Again, 2003 was a very strong year. We doubled our revenues, more than doubled our revenues. Gross margin improvement, going from 72% to 78%, which led to strong operating margin improvement, 23.5% versus 11% from the prior year, and even more importantly our EPS grew by 159%, and we finished the year with a very strong cash position, $117 million. The company has no debt and we finished 3 acquisitions during the year, 2 small and then the company which we closed about a year ago which was essentially another company that was larger than SafeNet.

Here is a look at — of course we’re in registration, so we can’t really give forward-looking guidance—but here’s a look at what the combined company might be from an earnings potential. If you look at I/B/E/S estimates for the combined companies, it’s $255 million for ‘04 on a full-year basis, which Tony went through. SafeNet provided guidance for ‘04, and the midpoint of our guidance is $1.08, on SafeNet stand-alone basis.
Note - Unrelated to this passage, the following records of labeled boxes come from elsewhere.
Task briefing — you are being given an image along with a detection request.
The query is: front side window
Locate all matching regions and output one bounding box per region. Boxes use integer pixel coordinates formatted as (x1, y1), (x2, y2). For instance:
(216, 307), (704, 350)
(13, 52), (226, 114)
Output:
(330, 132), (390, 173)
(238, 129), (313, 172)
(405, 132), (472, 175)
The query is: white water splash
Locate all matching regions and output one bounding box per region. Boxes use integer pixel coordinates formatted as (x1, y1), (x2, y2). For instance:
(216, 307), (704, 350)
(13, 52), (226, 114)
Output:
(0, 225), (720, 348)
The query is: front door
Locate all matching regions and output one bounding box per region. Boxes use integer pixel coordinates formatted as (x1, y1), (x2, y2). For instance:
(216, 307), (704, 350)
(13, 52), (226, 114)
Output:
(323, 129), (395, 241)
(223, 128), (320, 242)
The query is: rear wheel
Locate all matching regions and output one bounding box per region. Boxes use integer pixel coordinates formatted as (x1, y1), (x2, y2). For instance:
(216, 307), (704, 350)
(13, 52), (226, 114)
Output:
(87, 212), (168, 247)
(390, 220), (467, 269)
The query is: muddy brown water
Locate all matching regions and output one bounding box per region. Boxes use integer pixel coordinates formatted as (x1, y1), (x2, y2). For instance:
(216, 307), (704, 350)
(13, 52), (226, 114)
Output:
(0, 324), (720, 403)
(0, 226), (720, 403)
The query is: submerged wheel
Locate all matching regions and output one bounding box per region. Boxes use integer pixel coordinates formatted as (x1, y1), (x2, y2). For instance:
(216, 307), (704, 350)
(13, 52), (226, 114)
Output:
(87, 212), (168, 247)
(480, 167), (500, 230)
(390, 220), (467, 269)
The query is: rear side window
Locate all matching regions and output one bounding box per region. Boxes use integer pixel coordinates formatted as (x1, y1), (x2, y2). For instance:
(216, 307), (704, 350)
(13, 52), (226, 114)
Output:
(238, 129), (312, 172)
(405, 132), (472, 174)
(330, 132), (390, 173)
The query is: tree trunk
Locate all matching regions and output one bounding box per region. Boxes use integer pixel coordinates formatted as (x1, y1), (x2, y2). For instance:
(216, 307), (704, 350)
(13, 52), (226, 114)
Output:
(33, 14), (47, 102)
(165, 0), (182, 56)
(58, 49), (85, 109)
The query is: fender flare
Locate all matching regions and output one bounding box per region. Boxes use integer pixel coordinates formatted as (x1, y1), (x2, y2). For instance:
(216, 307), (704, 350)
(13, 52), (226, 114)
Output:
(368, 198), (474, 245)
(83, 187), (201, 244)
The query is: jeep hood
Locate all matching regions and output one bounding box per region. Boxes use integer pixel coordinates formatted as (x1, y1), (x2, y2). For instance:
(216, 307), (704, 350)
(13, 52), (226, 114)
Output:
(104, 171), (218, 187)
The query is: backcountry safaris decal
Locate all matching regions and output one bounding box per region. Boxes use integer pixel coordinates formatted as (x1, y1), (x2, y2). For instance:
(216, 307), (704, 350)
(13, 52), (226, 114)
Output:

Rainbow also provided guidance for the full year, and if you take Rainbow’s I/B/E/S earnings numbers, that adds immediately with doing nothing, 15 cents to the company in immediate accretion. What we did say, we haven’t updated synergy guidance for the company, combined companies. The only synergy guidance that we gave is that clearly there would not be duplicate corporate overhead costs, and that would eliminate out of the

 


 

combined companies, roughly $4 to $6 million. That $4 to $6 million in just talking about duplicate corporate overhead costs, results in a 10 to 15 cent add in earnings in ‘04, and that if you add up all the different components, that provides $1.33 to $1.38, which is what we publicly stated out there that we felt that we could do with the combined companies.

The combined company will have about 700 employees. About half of the employees — more than half of the employees are in R&D, so we’re excited that we’re going to have probably one of the largest forces of encryption experts, of which half of them are top-secret classified, which are extremely difficult to get in this environment, greatly positions us for the government security market. Huge customer base from the combined companies, much more global presence, 100 countries operating, and a management team that has integrated acquisitions successfully previously.

Acquisition risk is always important. We go through a process that essentially — where we formalize the acquisition-related process. With Cylink we did — we have a very formal process where we essentially finish all the plans by the time we come up to Day 1, which is the closing date, and with Cylink, which is a company that basically had 175 employees, we were 130 at the time, had revenues about the same, we basically laid out what our goals were going to be for the company. We said we thought we’d get revenues of about between $22 to $25 million; we ended up at $26 million. We thought we’d get integration synergies between the two companies of about $14 million, and we did actually $15 million in the time frame that we had. It’s a very detailed process, we’d be happy to talk to you more about it during the breakout session. I just want to wrap up in letting you know that we see that the combined companies, we see the rationale is growth,

 


 

growth in enhancing our growth opportunities in the government market, which both companies are very strong in. We see in our commercial markets the adding of an SSL VPN appliance that Rainbow has, which will integrate right into our SafeNet Enterprise system, and then the digital rights management capabilities for the wireless markets. And we see that the combined companies provide substantial scales and synergy opportunities that will result in better earnings for the combined company. And thank you very much and see you at the breakout session.